New research, via a consumer survey from Aluma Insights, suggests 20% of current pay TV subscribers as “moderately” inclined to buy into Venu. For those who are now cord-cutters, called ‘pay TV refugees” by Aluma, that number is around 10%.

All that means -- at least from the current traditional pay TV universe (including virtual pay TV)now at 73 million. --  this means a  possible 14.6 million potential subscribers could sign on. Factoring $40 a month, around $500 a year per subscriber, means $7.3 billion in estimated subscription revenues. All this does not include any advertising revenues.

So, yes, that does sound like a good business. But behaviorally, consumers would then have to figure out what other streaming bundles they would need. 

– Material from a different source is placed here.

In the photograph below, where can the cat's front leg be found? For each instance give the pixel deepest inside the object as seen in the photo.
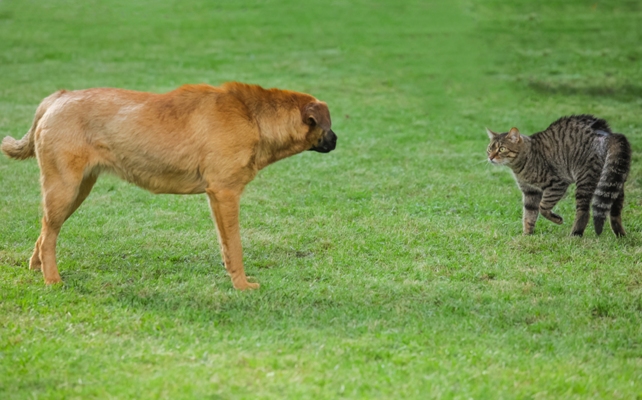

Ideally these legacy TV-media companies should also come up with more entertainment bundles. Already Disney and Warner Bros. Discovery is planning a Disney+ and Max bundle. 

And then, of course, traditional pay TV distributors, such as Comcast are offering up a ‘StreamSaver’ package of CTV platforms which will include Peacock, Netflix, and Apple TV+.

The question then becomes how much bundling do consumers actually need -- from all current entertainment, sports, audio and other related recreational channels?